Sulla scia di questa moda, molte aziende agroalimentari hanno sviluppato linee di prodotti specifici a base vegetale (hamburger, yogurt o latti vegetali) da usare in sostituzione dei prodotti a base di carne, latte e uova. E non è raro leggere sulle etichette nutrizionali di questi prodotti il valore di meat equivalent, che indica la quantità di prodotto con contenuto proteico totale, confrontabile con quello di 100 g di carne bovina. “Nel campo della ricerca, si studia invece allo sviluppo di alimenti funzionali (succhi vegetali, succhi di frutta, puree), fortificati dalla presenza di componenti probiotiche e prebiotiche, capaci di apportare all’organismo elementi salutisticamente importanti”, precisa Nazzaro.

Alla base della diffusione di questi cibi c’è sicuramente un approccio diverso all’alimentazione, come sottolinea la ricercatrice dell’Isa-Cnr: “L’attribuzione di un significato più ampio al concetto di alimentazione, fonte di energia finalizzata al mantenimento di uno stato di benessere psico-fisico, rappresenta la nuova mission della ricerca. Sono aumentate le evidenze sperimentali che consolidano il ruolo salutistico dell’alimentazione, in grado di influenzare, attraverso specifici costituenti (molecole o probiotici) oppure attraverso il microbiota intestinale, diversi parametri fisiologici. È questo il settore degli alimenti funzionali e dei nutraceutici, una delle più importanti aree di sviluppo interdisciplinari finalizzata a implementare nuovi processi biotecnologici”.

La dieta gluten-free si è diffusa anche tra chi non è affetto da celiachia o sensibilità al glutine

Un’altra moda alimentare del momento è rappresentata dai cibi privi di glutine o gluten free. “Circa il 20% della popolazione americana acquista questo tipo di alimenti, pur essendo i celiaci negli Stati Uniti solo l’1%. In realtà, è emerso che esistono altre problematiche glutine-correlate, quali la sensibilità al glutine e l’allergia al frumento, che possono giustificare le scelte di un altro 8-10% della popolazione”, spiega Mauro Rossi dell’Isa-Cnr. “Resta però un alto numero di individui che negli Usa, ma anche in Europa, decide di passare all’alimentazione gluten free per scelta personale, ritenendola più salutistica o dietetica. In realtà diversi studi, effettuati anche dal nostro Istituto, dimostrano come l’assenza di glutine determini un più veloce svuotamento gastrico, per cui la sensazione di sazietà può scomparire più rapidamente. Inoltre, le varie patologie non intestinali su base autoimmune, associate al consumo di glutine, interessano una piccola percentuale della sola popolazione celiaca”.

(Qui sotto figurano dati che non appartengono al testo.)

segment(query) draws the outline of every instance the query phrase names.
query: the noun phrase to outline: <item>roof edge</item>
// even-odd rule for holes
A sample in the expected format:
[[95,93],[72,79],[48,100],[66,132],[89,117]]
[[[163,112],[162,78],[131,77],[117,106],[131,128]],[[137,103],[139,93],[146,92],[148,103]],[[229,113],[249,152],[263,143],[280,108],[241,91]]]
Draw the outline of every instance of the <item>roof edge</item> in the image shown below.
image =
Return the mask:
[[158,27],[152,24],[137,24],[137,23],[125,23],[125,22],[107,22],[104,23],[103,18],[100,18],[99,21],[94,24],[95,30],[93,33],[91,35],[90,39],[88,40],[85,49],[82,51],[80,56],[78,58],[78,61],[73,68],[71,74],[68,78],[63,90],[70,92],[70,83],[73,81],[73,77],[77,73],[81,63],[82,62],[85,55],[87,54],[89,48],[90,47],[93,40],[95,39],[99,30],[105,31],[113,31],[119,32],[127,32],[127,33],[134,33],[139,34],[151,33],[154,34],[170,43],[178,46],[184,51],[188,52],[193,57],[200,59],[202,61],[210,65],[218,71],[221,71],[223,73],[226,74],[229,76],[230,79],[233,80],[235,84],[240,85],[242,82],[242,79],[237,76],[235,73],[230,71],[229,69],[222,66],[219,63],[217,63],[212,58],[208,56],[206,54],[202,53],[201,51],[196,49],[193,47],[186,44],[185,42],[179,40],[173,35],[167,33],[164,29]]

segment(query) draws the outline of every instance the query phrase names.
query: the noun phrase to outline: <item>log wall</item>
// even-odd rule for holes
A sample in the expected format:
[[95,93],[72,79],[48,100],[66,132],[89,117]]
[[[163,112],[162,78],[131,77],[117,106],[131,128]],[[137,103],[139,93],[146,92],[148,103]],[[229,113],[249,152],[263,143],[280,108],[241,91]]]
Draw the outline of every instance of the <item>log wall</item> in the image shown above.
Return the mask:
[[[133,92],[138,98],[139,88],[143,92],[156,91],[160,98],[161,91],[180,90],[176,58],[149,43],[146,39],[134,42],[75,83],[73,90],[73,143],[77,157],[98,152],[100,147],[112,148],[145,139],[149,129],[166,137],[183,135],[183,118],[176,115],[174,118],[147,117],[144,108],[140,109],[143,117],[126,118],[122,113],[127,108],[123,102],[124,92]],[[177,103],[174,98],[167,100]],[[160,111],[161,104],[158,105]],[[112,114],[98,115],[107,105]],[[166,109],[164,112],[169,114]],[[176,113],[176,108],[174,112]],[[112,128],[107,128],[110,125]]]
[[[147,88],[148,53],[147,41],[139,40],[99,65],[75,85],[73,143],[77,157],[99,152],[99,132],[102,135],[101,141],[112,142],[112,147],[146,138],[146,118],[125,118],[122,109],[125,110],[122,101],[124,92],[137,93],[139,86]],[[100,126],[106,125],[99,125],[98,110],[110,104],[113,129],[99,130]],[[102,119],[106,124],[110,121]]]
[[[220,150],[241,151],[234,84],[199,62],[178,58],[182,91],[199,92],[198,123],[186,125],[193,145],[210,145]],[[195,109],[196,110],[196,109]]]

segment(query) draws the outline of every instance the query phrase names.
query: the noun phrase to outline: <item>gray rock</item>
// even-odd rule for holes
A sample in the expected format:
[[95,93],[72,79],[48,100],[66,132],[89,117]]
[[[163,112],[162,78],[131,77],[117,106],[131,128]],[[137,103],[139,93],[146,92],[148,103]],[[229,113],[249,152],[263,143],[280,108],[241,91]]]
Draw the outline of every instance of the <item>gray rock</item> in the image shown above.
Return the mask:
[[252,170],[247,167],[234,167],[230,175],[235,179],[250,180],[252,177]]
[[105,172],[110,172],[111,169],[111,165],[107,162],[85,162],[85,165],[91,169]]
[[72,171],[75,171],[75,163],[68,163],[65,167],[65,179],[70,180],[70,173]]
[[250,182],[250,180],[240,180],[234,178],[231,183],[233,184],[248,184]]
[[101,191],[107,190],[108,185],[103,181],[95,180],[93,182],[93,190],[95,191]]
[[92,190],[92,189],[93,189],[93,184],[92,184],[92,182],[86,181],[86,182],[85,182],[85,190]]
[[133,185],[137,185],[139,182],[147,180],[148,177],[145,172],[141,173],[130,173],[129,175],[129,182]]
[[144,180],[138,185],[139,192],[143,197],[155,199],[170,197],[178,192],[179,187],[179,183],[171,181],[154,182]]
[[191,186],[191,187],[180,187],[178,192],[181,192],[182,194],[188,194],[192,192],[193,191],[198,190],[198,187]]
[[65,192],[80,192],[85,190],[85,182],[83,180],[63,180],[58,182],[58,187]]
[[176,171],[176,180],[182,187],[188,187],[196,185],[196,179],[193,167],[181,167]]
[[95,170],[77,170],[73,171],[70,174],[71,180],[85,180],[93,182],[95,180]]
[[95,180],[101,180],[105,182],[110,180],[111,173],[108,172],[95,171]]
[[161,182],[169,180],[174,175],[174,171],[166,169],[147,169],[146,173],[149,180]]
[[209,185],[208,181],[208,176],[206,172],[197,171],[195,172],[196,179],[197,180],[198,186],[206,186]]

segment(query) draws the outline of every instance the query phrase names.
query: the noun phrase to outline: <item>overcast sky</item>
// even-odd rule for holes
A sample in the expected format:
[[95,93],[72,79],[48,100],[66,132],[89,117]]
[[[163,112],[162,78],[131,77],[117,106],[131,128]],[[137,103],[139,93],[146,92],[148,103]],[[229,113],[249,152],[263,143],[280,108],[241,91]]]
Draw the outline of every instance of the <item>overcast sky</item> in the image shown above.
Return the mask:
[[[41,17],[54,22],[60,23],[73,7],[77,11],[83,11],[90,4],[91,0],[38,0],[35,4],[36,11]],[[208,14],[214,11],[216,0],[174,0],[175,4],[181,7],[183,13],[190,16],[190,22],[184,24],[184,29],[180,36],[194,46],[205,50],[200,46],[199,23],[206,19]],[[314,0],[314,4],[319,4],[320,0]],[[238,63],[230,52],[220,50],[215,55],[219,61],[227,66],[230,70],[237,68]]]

In questo ambito conduce numerosi studi il Dipartimento di scienze bio-agroalimentari (Disba) del Cnr. “Tra le ricerche del Disba-Cnr, quelle sulla caratterizzazione di cereali antichi a basso contenuto di glutine e per individuare strategie tecnologiche per detossificare il glutine, preservandone le caratteristiche tecnologiche”, conclude Rossi. “Altri studi di biosensoristica sono rivolti all’individuazione di tracce di glutine in fonti alimentari non sospette, mediante lo sviluppo di dispositivi sensoristici di tipo portatile. Metodologie biosensoristiche simili potranno essere in futuro utilizzate per rilevare tracce di proteine di origine animale in fonti alimentari destinate alla popolazione orientata all’alimentazione vegana”.